Looks like the following path was stuffed with MSI Files - More specifically 319GB of MSI Files: C:\Windows\System32\Config\systemprofile\AppData\Local\MDM

After examining a few of the MSI Files, it was clear that it’s an EPM MSI. Examining EPM logs on the device showed that it was stuck in an update loop. It kept failing with error 1603 (Fatal error.) It seems EPM, or more specifically, the CSP/Provider that EPM uses to update the EPM Agent, is not cleaning up after itself. There might also be an underlying issue causing the MSI to fail with 1603, but nevertheless, it should know how to clean up after itself when things go wrong, to avoid this scenario.

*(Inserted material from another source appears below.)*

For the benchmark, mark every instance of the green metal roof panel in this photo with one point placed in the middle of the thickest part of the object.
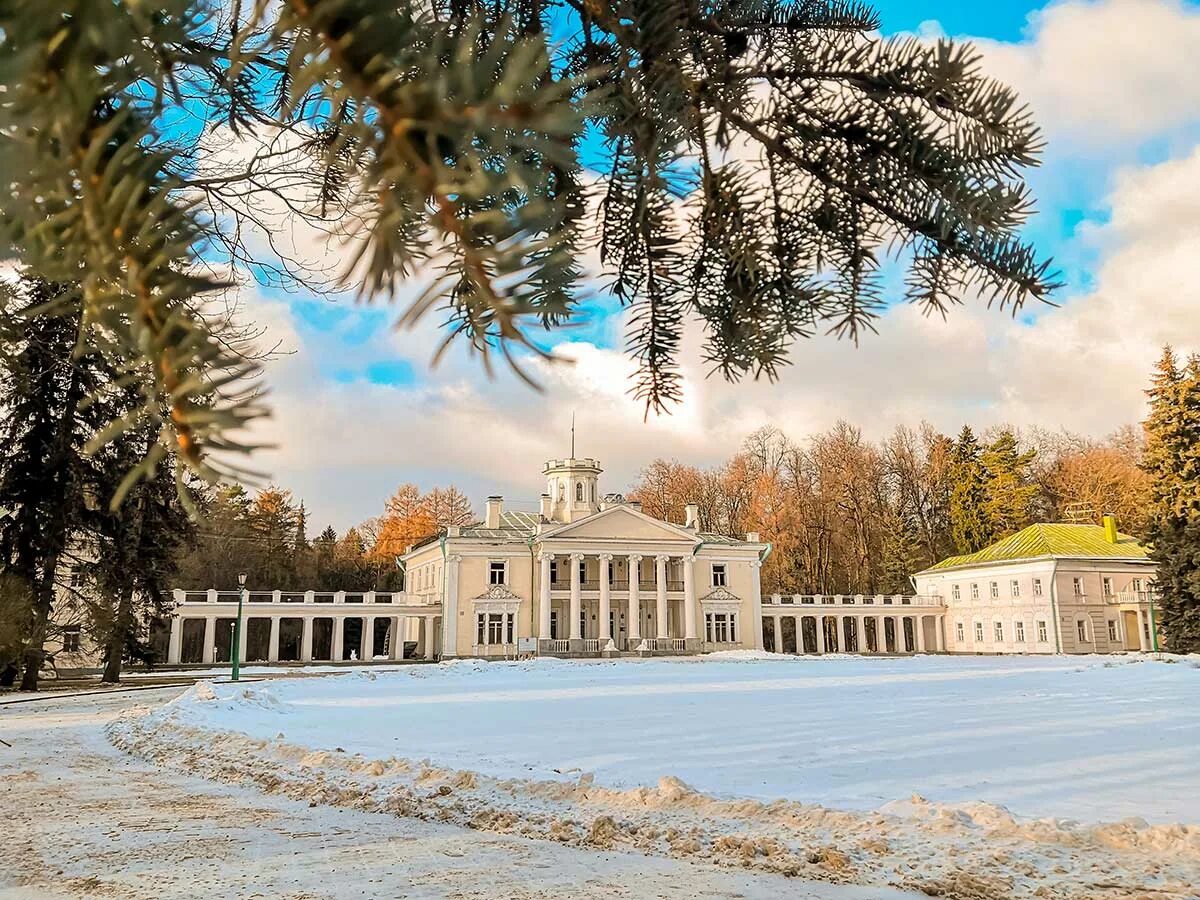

I also wanted to check if more users had this problem, so I wrote a remediation / detection script only, to check if that MDM Folder was above 1GB, and if it was, it would return with issue. I also made sure that it would print the total disk space of the folder to the Intune console, to see how bad it really was, and boy it found some really bad ones. In the worst cases there was over 300GB of EPM MSI Files stuck in that folder. Luckily, the issue had only seem to hit a small percentage of their devices so far. But these types of issues can easily snowball very fast, and will impact end-users productivity.

The fix
I’ve already engaged the EPM team at Microsoft, and they are looking into the problem. But while we are waiting for a permanent fix, I’ve written a remediation to clean up the folder. It’s a very simple detection script that simply checks the size of the folder, and if it’s above 1GB in size, it will proceed to remediation, where the remediation script cleans up all the files if the folder.
You can find the scripts here.
You actually also re-use this script and point it to any other folder i.e: temp folders etc. and have them clean it up if it gets above a certain size. In the detection script, adjust the folder variable and also decide how much the threshold (in GB) should be, before it proceeds to clean up the folder. Then in the remediation script, also make sure to adjust that folder accordingly.
The end
I’m sure this bug will be fixed in due time by Microsoft, and luckily it doesn’t seem like the issue is that widespread, otherwise I’m sure a lot more would have come forward by now.